O endereço onde a produção artesanal e o armazenamento do extrato de Cannabis poderiam ser realizados também está fixado na decisão. É um imóvel na Rua General Vieira da Rosa, no Centro de Florianópolis, com a ressalva de que a autorização vale para qualquer outro endereço onde o beneficiário viesse a residir com ânimo definitivo, conforme o artigo 70 do Código Civil.
O endereço da decisão coincide com o do homicídio. O salvo-conduto fixa a produção artesanal na Rua General Vieira da Rosa, no Centro, CEP 88020-420 — a mesma rua e o mesmo CEP registrados pela Polícia Militar no despacho da ocorrência, que aponta o número 850, enquanto o documento judicial traz o 874. Como o chamado foi feito por telefone, a divergência de numeração pode ser erro de anotação no registro.
A sentença transitou em julgado em 9 de junho deste ano, ou seja, já não cabia mais recurso. O salvo-conduto foi assinado eletronicamente pelo juiz federal Paulo Sergio Ribeiro em 26 de junho, pouco mais de dois meses antes do assassinato.
Salvo-conduto é a garantia judicial que impede prisão preventiva ou em flagrante por um fato específico e determinado. No caso do cultivo medicinal de cannabis, ele é obtido por meio de habeas corpus preventivo e vale apenas para a conduta descrita na decisão — nesse caso, o plantio caseiro dentro do teto autorizado.
Conforme a informação apurada pelo JR sobre o homicídio, ele possuía passagens policiais como autor de porte ilegal de arma de fogo, lesão corporal, posse de drogas e tráfico de drogas. Também chama a atenção o fato de que ele tinha duas pistolas Taurus registradas legalmente em seu nome, levadas pelos assassinos.
O contraste está no coração do caso. Homem apontado no submundo como comandante do tráfico de uma comunidade, com histórico policial que inclui exatamente porte ilegal de arma de fogo, conseguiu chegar ao outro lado do balcão e comprar duas pistolas com registro, nota e número de série no próprio nome.
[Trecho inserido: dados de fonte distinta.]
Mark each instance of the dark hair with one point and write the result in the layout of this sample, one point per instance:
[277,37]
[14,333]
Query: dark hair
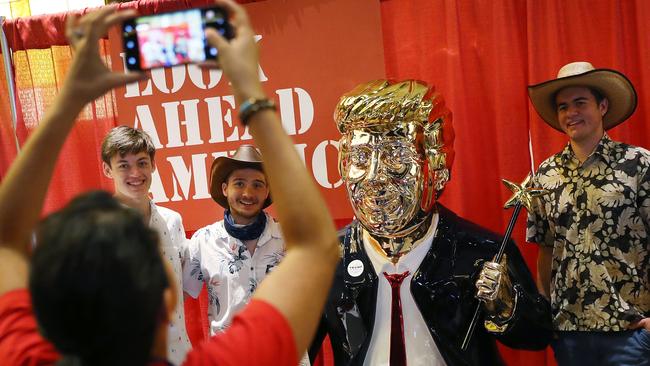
[124,140]
[97,280]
Foram justamente essas armas que os executores foram buscar depois de matá-lo.
Para registrar uma arma de fogo no Brasil, o cidadão precisa comprovar idoneidade e apresentar certidões negativas criminais das justiças estadual, federal, militar e eleitoral. Boletim de ocorrência em que a pessoa aparece como autor não gera, sozinho, impedimento automático: o que barra o registro é processo criminal em andamento ou condenação. Na prática, quem acumula passagens mas não responde a ação penal em curso pode passar pelo filtro documental.
Valter foi morto por volta das 4h20 desta segunda-feira. Três homens de roupas escuras e rosto coberto por balaclavas arrombaram a porta da casa gritando que eram policiais, foram até o quarto onde ele estava deitado ao lado da esposa e dispararam diversas vezes. Segundo o relato da esposa à PMSC, os autores só pararam de atirar depois de descarregar as armas e, na sequência, exigiram saber onde estavam guardadas as pistolas da vítima. Levaram as duas armas e fugiram de carro.
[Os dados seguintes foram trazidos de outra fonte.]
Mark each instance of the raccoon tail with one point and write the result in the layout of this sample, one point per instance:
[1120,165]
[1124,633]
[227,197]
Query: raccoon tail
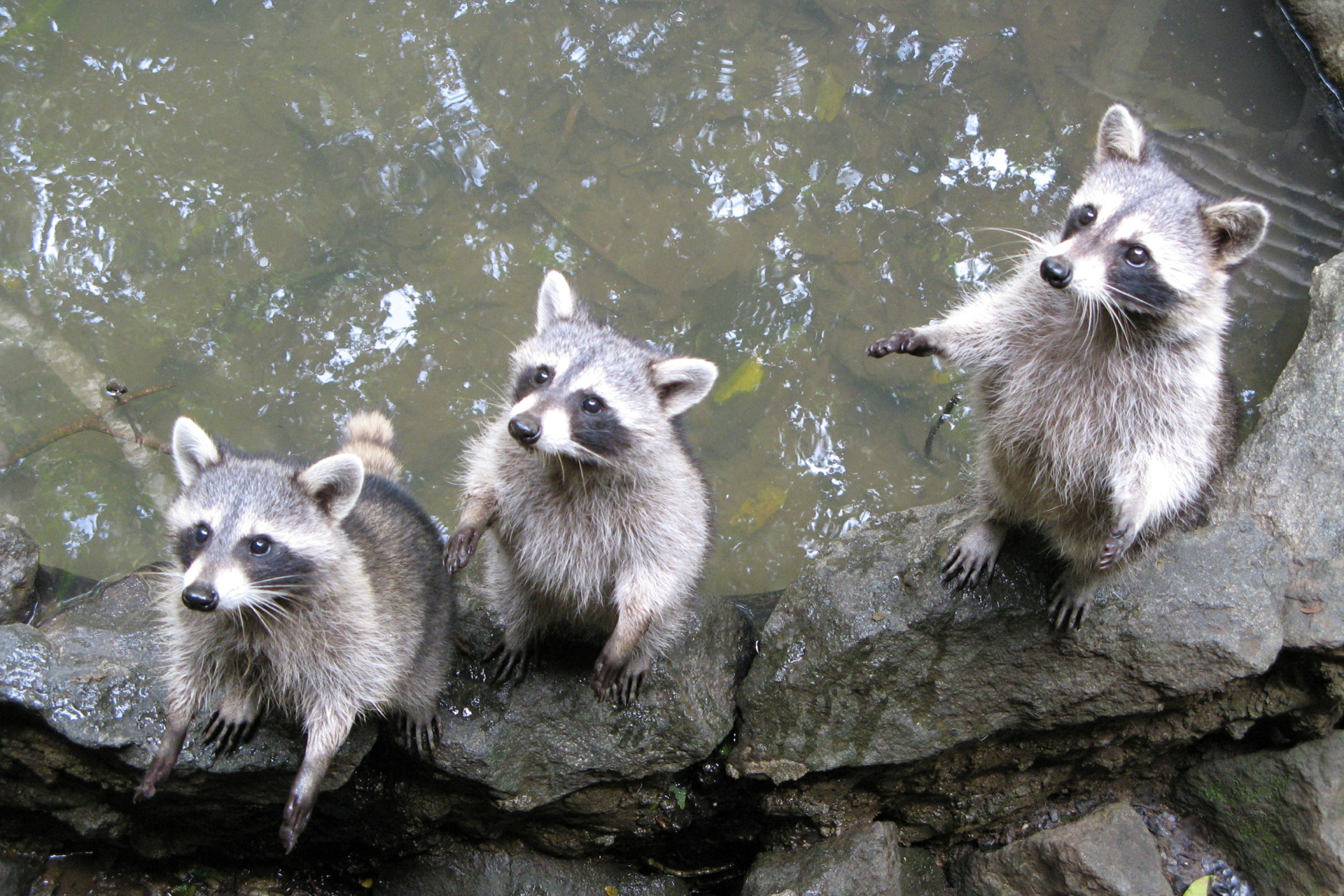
[369,435]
Informações extraoficiais apuradas pelo Jornal Razão indicam que Valter era considerado, no mundo do crime, o “dono do Morro da Caixa”, responsável por comandar o tráfico de drogas naquela comunidade, na região central de Florianópolis. Ainda de forma extraoficial, a apuração aponta que a execução teria sido atribuída ao Primeiro Grupo Catarinense (PGC), facção que comanda a maioria dos pontos de venda de droga na capital.
A comunidade também é conhecida na região como Morro do Tico, referência ao apelido do próprio Valter, que usou o nome de urna Valter Costa (Tico) na eleição de 2024. No local há uma grande escadaria, chamada pelos moradores de escadaria do Tico. O morro fica próximo às comunidades da Nova Descoberta e da Mariquinha, na parte central da capital.
Em 2024, ele foi candidato a vereador em Florianópolis pelo PDT, com o nome de urna Valter Costa (Tico) e o número 12874. A Delegacia de Homicídios conduz as investigações. Até o momento, ninguém foi preso e a autoria segue não identificada.